The magistrate applied the standard of Sony Music Entertainment Inc. v. Does 1 - 40, 326 F. Supp. 2d 556 (S.D.N.Y., 2004) and found that Plaintiff had alleged a prima facie case of copyright infringement due to the online publishing of the manual, the subpoenas were targeted to obtain information to identify the defendant, Plaintiff had no other means to identify Skywalker, without such identity, it would be prohibitively expensive to conduct discovery and even if Skywalker had engaged in protected speech, he had no expectation of privacy because "the First Amendment does not shield copyright infringement".
On appeal, Skywalker alleged that because his speech concerned a matter of public interest, the Court should apply the more rigorous standard used by Highfields Capital Management L.P. v. Doe, 385 F. Supp. 2d 969, 975-76 (N.D. Cal. 2005).

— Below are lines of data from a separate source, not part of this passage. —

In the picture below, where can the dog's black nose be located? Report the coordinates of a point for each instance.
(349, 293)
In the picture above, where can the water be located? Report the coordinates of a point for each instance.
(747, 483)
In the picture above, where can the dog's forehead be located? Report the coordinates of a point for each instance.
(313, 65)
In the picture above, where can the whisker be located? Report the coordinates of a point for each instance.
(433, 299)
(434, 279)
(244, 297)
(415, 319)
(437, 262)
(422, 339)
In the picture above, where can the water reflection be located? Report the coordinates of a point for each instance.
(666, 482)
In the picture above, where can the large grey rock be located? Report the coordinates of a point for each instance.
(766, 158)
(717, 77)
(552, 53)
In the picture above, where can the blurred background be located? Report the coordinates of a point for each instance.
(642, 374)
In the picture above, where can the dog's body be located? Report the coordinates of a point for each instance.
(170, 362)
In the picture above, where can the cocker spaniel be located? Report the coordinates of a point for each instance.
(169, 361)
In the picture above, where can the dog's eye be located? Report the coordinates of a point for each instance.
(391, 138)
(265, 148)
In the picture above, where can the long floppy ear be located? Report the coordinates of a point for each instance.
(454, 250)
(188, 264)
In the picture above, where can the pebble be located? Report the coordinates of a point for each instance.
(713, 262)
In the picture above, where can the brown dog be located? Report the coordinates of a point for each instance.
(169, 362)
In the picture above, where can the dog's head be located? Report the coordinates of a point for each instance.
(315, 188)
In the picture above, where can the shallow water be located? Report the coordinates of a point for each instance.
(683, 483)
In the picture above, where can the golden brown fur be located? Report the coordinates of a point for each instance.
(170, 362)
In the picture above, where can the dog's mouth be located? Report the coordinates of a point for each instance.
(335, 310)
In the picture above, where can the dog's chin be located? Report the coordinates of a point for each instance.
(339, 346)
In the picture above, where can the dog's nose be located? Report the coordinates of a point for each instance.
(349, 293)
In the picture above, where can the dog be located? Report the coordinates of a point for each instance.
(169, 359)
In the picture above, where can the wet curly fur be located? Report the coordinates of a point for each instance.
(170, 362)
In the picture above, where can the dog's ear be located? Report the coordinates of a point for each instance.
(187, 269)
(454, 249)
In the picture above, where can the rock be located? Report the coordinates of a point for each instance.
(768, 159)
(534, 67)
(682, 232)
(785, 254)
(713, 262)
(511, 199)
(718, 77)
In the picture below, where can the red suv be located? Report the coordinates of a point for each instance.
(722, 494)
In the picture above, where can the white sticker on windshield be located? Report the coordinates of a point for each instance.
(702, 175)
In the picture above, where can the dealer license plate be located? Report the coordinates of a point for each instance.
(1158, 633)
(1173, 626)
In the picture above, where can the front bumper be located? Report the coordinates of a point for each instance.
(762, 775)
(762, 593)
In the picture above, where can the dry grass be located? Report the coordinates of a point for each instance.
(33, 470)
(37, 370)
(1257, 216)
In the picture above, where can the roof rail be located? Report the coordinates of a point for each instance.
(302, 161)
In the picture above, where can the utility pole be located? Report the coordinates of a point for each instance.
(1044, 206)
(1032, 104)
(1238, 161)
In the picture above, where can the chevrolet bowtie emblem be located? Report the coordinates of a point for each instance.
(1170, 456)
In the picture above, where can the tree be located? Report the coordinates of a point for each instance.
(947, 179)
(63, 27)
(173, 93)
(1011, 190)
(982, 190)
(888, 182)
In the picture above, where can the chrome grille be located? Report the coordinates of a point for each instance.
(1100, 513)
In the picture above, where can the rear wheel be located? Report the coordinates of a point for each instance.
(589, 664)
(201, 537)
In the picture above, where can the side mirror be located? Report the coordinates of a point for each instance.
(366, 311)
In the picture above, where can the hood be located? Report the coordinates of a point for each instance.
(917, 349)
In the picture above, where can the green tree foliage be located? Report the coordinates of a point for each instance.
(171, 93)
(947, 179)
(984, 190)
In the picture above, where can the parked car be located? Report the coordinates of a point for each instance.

The Court of Appeals stated that the more rigorous standard in the Highfields case required (in addition to the factors considered by the magistrate) that the court balance "the magnitude of the harms that would be caused to the competing interests" by their ruling. The Court held that because of the nature of Skywalker's speech (i.e. more political, religious or literary rather than commercial), the Highfields approach balances the parties' interests better than the Sony approach. The Court also found that evidence of copyright infringement does not automatically remove the speech at issue from the scope of the First Amendment.
The Court found that, to the extent that Skywalker's anonymity facilitates free speech, the mere disclosure of his identity is itself an irreparable harm and that the plaintiff can continue its case, in view of the fact that Skywalker has been participating in the case through his attorney. The Court quashed the subpoena.
It is possible that the Court would have reached a different result if Skywalker had not removed the manual from his blog because of a DMCA take down notice or if Skywalker had not been actively involved in the lawsuit. In any event, Skywalker remains anonymous for a while.